Önce, Risale-i Nur'da geçen başlıktaki tâbirlere bir açıklık getirmeye çalışalım.
Hasen, lûgât mânası itibariyle karşılığı iyi, güzel, doğru, makbul demektir.
Ahsen ise, daha iyi, daha güzel, en doğru, daha makbul, yani bir bakıma "mükemmel olan" demek oluyor.
Esasında, üzerinde istişare edilen bir şeyin "mükemmel" olması ihtimali zayıftır. Belki, emr-i İlâhiye uymak manasında istişare etmek ve istişare mekânizmasına uymak mükemmel olan bir haslettir.
Dolayısıyla, insanları kendi irade ve inisiyatifleri ile yapılan, veyahut yapılacak şeylerin birden mükemmel olması beklenilmemeli.
Esasen, mükemmel ve eksiksiz-kusursuz olan bir şey ya vahiy ile gelmiş bir hüküm, bir beyandır, ya da Kudret-i İlâhî ile yaratılmış bir eşya, bir varlık, bir mahluktur.
Vahiy ile gelen bir hüküm, ya da yaratılışla var edilen bir mahlukun üzerinde akıl-mantık yürüterek "Acaba, bu daha iyi, daha güzel, daha mükemmel olamaz mıydı" tarzında bir düşünce sistematiği olamaz. Böyle bir şey yapılırsa, bu Yaradan'a karşı bir sû-i edep olur.
Bir hatırlatmayı daha yaparak öyle devam edelim: Vatana-millete büyük zararlar veren darbe cuntaları bile, yaptıklarına gerekçe olarak "Demokrasiyi dahi iyi işler hale getirmek" kılıfını kullanılar.
Buradan da anlaşılıyor ki, o "daha iyi" dedikleri şey, aslında "iyi olan"ın düşmanı olduğu gibi, aynı zamanda tam bir aldatmacadır.

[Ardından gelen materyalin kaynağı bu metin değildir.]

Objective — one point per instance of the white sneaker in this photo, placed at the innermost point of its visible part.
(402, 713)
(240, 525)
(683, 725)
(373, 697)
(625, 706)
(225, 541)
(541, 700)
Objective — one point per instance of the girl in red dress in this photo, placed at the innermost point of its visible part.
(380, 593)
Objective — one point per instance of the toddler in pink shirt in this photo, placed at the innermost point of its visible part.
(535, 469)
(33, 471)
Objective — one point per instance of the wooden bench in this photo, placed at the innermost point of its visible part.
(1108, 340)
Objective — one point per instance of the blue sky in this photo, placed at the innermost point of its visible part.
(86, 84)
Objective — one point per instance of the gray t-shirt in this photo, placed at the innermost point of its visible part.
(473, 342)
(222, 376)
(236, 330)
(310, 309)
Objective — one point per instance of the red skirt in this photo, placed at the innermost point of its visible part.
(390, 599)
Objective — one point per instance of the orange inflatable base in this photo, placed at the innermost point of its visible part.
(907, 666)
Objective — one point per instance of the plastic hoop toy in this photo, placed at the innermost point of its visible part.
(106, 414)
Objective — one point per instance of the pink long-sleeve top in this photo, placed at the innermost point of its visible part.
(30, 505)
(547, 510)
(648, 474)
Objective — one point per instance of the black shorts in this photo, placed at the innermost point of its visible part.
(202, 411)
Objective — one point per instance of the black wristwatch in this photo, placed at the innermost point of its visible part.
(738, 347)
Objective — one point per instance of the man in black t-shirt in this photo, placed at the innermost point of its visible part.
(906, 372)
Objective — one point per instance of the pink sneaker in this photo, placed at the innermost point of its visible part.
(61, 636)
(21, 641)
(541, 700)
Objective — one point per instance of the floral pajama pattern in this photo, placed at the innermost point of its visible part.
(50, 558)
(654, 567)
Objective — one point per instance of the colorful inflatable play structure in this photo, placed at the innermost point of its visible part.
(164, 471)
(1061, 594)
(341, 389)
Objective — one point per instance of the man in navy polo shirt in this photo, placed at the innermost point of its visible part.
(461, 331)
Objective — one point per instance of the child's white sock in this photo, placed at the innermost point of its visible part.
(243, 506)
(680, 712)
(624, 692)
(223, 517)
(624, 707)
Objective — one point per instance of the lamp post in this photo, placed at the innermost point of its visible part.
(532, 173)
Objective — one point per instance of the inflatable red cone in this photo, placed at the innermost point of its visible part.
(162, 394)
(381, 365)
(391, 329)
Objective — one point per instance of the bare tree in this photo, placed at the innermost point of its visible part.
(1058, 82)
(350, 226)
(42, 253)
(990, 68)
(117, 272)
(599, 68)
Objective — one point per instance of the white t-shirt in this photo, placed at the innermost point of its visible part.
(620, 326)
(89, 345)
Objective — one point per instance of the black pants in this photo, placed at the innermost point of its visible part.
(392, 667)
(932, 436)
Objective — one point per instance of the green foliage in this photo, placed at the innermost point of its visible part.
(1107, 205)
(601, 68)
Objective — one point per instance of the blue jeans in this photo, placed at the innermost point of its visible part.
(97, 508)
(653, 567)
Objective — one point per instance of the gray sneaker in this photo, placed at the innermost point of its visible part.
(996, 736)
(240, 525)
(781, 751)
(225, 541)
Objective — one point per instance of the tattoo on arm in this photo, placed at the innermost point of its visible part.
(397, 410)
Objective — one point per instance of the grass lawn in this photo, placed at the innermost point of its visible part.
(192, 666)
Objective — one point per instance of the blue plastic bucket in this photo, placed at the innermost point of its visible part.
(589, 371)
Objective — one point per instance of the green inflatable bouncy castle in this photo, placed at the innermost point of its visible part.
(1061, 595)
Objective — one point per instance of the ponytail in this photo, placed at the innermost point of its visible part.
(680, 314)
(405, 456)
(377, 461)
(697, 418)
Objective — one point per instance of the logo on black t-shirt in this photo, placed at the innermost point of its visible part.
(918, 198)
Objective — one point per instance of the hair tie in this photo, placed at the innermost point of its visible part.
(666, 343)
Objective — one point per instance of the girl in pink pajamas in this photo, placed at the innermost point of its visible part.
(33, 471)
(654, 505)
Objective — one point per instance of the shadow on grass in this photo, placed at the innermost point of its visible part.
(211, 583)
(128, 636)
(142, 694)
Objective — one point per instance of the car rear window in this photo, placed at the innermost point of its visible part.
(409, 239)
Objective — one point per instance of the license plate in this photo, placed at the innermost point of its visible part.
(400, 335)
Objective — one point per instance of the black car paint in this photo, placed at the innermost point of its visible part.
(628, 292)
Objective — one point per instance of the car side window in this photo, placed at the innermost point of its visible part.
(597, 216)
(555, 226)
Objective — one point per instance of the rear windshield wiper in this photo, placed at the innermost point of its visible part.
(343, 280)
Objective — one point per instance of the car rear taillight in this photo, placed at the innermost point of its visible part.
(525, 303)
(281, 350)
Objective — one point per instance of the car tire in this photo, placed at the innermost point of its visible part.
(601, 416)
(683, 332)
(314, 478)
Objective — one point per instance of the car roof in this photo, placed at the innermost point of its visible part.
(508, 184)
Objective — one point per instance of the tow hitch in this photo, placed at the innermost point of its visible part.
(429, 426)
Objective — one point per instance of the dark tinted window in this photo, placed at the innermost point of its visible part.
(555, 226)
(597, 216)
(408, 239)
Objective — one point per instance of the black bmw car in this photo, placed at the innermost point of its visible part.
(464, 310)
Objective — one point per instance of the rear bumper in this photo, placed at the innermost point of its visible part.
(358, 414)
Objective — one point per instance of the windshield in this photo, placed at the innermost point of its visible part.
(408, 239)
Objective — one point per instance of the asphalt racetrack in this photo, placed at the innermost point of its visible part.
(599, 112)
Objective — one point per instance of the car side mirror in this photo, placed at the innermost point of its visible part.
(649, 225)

Üzerinde fikir yürütülecek, karşılıklı olarak müzakere edilecek şeyler, biz insanların iradesine bırakılmış olan iş ve organizasyonlardır. Bu tür hizmetler için istişare etmek, meşveret yapmak, etraflıca müzakerede bulunmak, âyetin fermânıyla bizlere emredilmiştir. Tâ ki, yapılacak hizmetler üzerinde bir müştereklik hasıl olsun. Kifayet-i müzakereden sonra da, oy birliği, yahut oy çokluğu ile gündem konusu olan mesele bir nihaî karara bağlanır. "Haklı şura"larda alınan karar yanlış olsa bile, ona uymakta yine bir sevap vardır.
Demek ki, iyi ve güzel, hatta mükemmel olan şey, meşveret etmektir. Alınan karar eksik ve hatalı olabilir; ama, meşveret etmenin kendisi vahye dayandığı için, o mekânizmanın işletilmesi ve devam ettirilmesi mükemmeldir.
Tabiî, istişare edilen mesele, istişarenin hem usûlüne, hem esasına uyması icap ediyor. Meselâ, "insan temel hak ve hürriyetleri" üzerinde istişare edilip de bağlayıcı karar alınamaz. İş başkasının ferdî olan temel hak ve hukununa taalluk ediyorsa, o noktada ancak tavsiye kararı alınabilir; bağlayıcı karar alınması cihetine gidilmez, gidilmemeli.